About ten minutes before we were supposed to saddle up and go back up, the skies opened up and it began to rain. “Oh, now I really want to go back,” he said. He told Julio he was going to leave after lunch and get himself home. Julio said Rusty wasn’t the only one going back, and he was going with the returners.


I togged out in my hat and raincoat, ready to go. Twig, who had a hat and a raincoat AND a poncho, said “I am ready! I just hope I don’t fall if those stairs are slippery.”


And that’s all it took. “Julio!” I called. “I’m going back, too!”


And then I felt an incredible sense of relief and joy. It’s true, I hadn’t walked the lower part of the Machu Picchu complex, and I hadn’t touched the sun rock to see if I could feel its woo-woo energy (hm; the suspicious and contemptuous will NEVER feel energy!), but the idea of NOT going out in the rain and NOT struggling up and down hugely uneven stairs, holding on to massive rock walls for balance—the idea of not soldiering on during the pouring (or perhaps misting) rain—the idea that no one would be watching nervously to see if I was going to fall completely over…AH! That sounded SO DAMNED GOOD!


Twig didn’t mind at all. She was ready to keep going, and lived up to our agreement that she’d go at her speed and I’d go at mine.

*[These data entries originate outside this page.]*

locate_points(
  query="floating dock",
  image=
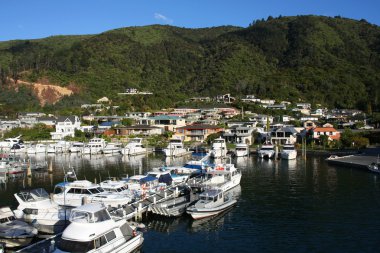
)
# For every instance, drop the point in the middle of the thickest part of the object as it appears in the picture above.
(353, 161)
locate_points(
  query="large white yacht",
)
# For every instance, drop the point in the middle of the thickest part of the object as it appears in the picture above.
(224, 176)
(93, 230)
(81, 192)
(14, 233)
(36, 207)
(94, 146)
(134, 147)
(288, 152)
(175, 148)
(266, 151)
(219, 148)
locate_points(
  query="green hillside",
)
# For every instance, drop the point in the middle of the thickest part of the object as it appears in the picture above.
(331, 61)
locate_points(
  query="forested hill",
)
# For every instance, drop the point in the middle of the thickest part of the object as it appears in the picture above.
(330, 61)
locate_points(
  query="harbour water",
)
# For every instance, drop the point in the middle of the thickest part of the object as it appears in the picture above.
(285, 206)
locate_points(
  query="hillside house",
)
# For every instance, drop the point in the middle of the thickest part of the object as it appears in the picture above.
(196, 132)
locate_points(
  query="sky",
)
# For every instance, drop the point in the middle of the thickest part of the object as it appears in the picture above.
(31, 19)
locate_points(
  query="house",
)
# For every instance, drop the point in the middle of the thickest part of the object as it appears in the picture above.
(250, 99)
(284, 135)
(6, 125)
(144, 130)
(331, 132)
(240, 132)
(65, 126)
(262, 119)
(103, 100)
(196, 132)
(166, 122)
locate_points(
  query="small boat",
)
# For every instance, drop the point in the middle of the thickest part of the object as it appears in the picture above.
(8, 143)
(81, 192)
(37, 149)
(288, 152)
(92, 229)
(176, 206)
(222, 176)
(175, 148)
(241, 150)
(112, 148)
(375, 166)
(266, 151)
(13, 232)
(211, 202)
(219, 148)
(36, 208)
(94, 146)
(134, 147)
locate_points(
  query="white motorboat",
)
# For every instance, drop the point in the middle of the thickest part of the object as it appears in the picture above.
(175, 148)
(211, 202)
(134, 147)
(36, 208)
(37, 149)
(223, 176)
(94, 146)
(266, 151)
(241, 150)
(14, 233)
(288, 152)
(219, 148)
(8, 143)
(141, 183)
(112, 148)
(76, 147)
(93, 230)
(81, 192)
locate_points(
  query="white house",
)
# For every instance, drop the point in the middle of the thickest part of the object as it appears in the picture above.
(65, 127)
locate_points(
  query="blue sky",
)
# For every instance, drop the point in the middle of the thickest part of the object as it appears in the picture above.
(30, 19)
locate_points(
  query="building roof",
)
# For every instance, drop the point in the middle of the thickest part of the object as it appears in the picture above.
(193, 127)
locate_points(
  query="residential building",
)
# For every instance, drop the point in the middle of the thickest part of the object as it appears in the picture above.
(196, 132)
(331, 132)
(65, 126)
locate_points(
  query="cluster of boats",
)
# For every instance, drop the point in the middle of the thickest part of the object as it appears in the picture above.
(94, 146)
(93, 217)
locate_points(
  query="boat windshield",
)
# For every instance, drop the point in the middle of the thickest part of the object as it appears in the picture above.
(75, 246)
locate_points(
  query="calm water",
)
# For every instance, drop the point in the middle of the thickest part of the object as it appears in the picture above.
(295, 206)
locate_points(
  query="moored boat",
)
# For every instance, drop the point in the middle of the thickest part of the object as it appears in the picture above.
(211, 202)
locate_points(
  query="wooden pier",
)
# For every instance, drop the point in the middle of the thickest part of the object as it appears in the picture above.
(353, 161)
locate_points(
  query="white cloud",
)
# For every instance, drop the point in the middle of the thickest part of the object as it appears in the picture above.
(163, 18)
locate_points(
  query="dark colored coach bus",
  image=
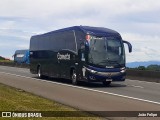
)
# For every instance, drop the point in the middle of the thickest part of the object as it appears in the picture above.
(21, 56)
(79, 53)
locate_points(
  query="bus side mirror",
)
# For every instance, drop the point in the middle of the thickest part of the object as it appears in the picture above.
(129, 45)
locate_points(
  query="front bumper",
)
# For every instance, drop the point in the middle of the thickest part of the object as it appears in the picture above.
(108, 75)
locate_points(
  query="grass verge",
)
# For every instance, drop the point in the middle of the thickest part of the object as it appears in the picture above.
(12, 99)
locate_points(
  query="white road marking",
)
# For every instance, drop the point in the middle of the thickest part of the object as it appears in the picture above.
(143, 81)
(135, 86)
(139, 99)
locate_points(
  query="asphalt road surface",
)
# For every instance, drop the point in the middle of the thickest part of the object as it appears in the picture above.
(131, 95)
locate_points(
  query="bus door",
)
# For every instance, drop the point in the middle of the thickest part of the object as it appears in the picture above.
(64, 63)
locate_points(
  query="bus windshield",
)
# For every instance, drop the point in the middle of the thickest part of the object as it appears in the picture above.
(106, 52)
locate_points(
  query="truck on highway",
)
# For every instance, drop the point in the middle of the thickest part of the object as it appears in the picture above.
(79, 53)
(21, 56)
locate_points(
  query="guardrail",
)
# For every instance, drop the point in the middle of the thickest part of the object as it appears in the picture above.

So Rusty and I went down the mountain. Now it’s only 4pm, I’ve blogged exhaustively, and I’m free to lie in my pretty cloud rainforest room and read, or take a stroll through their orchid garden, or find a cup of hot tea.



I’m SO HAPPY to not be up on that huge mountain! I enjoyed the experience—as much as I thought I would and a LOT more. And I’m proud that I made it up even this simple ascent. I’m so glad I went. And so glad I came back!